Africa-Press – Congo Kinshasa. Gladys West, mathématicienne américaine dont les travaux ont posé les bases du GPS moderne, est morte à l’âge de 95 ans. Longtemps restée dans l’ombre, cette pionnière a pourtant permis l’émergence de l’une des technologies les plus utilisées au monde.
Née en 1930 dans le comté rural de Dinwiddie, en Virginie, Gladys West grandit dans une Amérique encore soumise aux lois ségrégationnistes. Son enfance baigne dans ce contexte discriminatoire: elle aide très tôt sa famille à travailler dans une petite ferme, sous un soleil écrasant, avant de parcourir plusieurs kilomètres à pied pour rejoindre une école réservée aux élèves noirs.
Très jeune, elle comprend que l’éducation sera son unique porte de sortie. « Je savais que je devais obtenir un diplôme et partir. Je ne voulais pas rester coincée là toute ma vie », confiait-elle en 2020 dans un entretien accordé au Guardian.
Brillante élève, elle décroche une bourse réservée aux deux meilleurs élèves de sa promotion, puis entre à Virginia State College, une université historiquement noire, où elle étudie les mathématiques. Elle y obtient une licence en 1952 puis un master en 1955, tout en multipliant les petits emplois pour financer ses études.
Après un passage par l’enseignement, elle est recrutée en 1956 par le centre naval de Dahlgren, en Virginie. Elle devient alors la deuxième femme afro-américaine embauchée sur cette base, et l’une des rares employées noires du site.
Ses calculs sont au cœur du GPS
À Dahlgren, Gladys West participe à l’un des chantiers scientifiques les plus complexes de l’époque: modéliser avec précision la forme de la Terre à partir de données satellitaires. Elle programme les premiers ordinateurs du centre et travaille sur des modèles géodésiques destinés à corriger les trajectoires des satellites. Dans les années 1970, elle dirige notamment le projet Seasat, premier satellite d’observation des océans, et met au point des calculs essentiels à la future navigation par satellite.

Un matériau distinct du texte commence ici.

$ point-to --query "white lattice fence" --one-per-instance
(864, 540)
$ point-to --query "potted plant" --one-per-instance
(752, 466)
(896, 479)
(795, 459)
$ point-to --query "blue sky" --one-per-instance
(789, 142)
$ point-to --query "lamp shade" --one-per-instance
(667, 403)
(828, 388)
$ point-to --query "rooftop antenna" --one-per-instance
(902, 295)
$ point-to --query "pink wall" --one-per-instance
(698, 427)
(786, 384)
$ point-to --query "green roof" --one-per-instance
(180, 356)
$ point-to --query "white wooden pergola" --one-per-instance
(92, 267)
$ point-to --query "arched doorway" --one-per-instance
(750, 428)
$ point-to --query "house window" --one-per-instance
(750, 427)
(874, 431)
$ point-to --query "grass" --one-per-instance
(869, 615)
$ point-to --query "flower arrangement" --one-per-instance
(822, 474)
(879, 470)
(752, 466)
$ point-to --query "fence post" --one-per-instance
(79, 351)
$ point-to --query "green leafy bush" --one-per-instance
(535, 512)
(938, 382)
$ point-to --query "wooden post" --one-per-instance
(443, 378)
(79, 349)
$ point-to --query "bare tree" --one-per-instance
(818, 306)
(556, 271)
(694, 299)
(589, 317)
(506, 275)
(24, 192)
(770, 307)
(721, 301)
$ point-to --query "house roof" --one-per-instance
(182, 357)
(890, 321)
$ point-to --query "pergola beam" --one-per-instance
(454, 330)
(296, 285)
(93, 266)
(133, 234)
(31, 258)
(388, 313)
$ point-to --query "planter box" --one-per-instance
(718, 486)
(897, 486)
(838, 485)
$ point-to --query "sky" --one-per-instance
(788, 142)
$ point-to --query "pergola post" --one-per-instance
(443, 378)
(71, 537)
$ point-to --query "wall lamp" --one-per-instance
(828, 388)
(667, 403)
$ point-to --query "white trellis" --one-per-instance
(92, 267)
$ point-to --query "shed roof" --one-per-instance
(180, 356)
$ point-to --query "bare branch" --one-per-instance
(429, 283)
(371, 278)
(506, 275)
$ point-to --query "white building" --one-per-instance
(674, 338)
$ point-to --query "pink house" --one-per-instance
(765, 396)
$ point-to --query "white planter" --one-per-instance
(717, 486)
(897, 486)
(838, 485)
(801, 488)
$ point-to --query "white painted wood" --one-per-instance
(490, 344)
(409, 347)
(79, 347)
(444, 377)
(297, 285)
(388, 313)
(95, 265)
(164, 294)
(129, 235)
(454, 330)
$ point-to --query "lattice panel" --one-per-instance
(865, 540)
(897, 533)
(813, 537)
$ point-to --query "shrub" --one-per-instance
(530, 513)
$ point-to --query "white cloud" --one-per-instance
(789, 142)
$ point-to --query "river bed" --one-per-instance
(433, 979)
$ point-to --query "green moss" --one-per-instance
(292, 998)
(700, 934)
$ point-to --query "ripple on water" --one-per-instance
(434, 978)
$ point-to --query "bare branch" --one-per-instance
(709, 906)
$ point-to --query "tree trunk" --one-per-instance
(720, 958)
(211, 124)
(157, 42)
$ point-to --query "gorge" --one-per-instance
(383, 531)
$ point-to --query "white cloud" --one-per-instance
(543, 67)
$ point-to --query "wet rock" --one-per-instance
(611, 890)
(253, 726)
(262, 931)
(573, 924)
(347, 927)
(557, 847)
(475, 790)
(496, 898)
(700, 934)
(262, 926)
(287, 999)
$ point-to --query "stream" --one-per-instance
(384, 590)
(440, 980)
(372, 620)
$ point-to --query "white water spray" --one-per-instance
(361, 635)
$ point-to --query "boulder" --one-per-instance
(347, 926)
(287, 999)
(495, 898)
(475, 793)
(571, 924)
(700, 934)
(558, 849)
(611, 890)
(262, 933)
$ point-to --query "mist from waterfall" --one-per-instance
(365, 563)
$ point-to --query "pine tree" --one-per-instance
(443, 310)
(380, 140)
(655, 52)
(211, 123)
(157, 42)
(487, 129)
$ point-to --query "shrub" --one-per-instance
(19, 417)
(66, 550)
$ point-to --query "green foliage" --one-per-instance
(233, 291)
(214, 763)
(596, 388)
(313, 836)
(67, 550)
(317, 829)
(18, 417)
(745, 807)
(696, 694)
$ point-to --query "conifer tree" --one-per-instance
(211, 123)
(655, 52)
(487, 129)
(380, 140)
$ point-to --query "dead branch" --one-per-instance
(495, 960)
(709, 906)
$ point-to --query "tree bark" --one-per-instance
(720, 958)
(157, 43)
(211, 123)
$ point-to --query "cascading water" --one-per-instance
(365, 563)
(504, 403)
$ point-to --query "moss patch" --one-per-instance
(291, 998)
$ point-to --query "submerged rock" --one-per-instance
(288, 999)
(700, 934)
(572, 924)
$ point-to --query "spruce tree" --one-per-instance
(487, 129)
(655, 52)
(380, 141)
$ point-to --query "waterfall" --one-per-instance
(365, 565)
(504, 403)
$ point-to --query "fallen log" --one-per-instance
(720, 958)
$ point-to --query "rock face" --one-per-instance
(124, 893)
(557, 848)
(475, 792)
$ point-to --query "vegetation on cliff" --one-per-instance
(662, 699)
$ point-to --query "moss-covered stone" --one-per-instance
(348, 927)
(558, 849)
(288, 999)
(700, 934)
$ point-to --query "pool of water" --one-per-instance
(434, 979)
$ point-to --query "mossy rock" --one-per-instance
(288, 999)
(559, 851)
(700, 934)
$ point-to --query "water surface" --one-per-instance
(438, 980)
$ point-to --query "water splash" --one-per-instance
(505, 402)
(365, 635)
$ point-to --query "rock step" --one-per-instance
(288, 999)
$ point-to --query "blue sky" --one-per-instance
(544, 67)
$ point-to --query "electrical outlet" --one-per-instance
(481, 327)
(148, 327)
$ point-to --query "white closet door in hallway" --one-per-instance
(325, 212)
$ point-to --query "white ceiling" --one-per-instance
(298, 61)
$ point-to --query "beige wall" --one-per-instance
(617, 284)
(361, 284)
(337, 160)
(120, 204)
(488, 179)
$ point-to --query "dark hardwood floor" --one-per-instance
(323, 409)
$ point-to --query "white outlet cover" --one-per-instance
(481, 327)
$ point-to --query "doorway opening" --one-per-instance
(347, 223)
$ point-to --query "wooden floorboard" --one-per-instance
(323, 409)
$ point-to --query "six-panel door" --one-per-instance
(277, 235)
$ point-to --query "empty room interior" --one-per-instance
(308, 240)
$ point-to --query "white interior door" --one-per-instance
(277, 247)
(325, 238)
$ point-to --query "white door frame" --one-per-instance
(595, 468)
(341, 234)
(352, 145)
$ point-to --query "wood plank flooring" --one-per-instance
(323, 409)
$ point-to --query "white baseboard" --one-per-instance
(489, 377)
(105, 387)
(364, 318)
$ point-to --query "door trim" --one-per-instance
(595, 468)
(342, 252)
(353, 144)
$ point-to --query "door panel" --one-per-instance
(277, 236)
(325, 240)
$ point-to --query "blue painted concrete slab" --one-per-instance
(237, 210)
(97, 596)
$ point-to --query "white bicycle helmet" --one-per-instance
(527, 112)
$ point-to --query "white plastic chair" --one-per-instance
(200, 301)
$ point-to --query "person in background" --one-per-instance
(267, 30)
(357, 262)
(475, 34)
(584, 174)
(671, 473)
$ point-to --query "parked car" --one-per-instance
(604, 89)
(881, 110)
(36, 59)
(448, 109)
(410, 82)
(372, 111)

Ces travaux constituent aujourd’hui l’un des fondements du système GPS, utilisé dans l’aviation, les secours, la logistique ou les smartphones. Pourtant, West n’a longtemps pas mesuré l’impact de ses recherches: « On ne pensait pas que ce que l’on faisait dans le militaire allait un jour servir au civil. Ça a été une agréable surprise ».
Une figure de l’ombre
Comme beaucoup de femmes scientifiques, et plus encore de femmes noires, elle est restée invisible pendant des décennies. Elle poursuit pourtant sa formation, obtient un second master, puis un doctorat à 70 ans après un accident vasculaire cérébral.
Ce n’est qu’à partir de 2018 que son rôle est enfin reconnu. Elle est intronisée au Hall of Fame de l’US Air Force et célébrée comme l’un des « visages cachés » de la technologie moderne. Militante discrète, elle appelait à soutenir davantage les femmes et les minorités dans les sciences: « Nous avons dû prouver que nous étions aussi capables que les autres. Il n’y a aucune différence dans le travail que nous pouvons accomplir ».
Ironie de l’histoire, Gladys West n’utilisait presque jamais le GPS. Elle préférait les cartes en papier.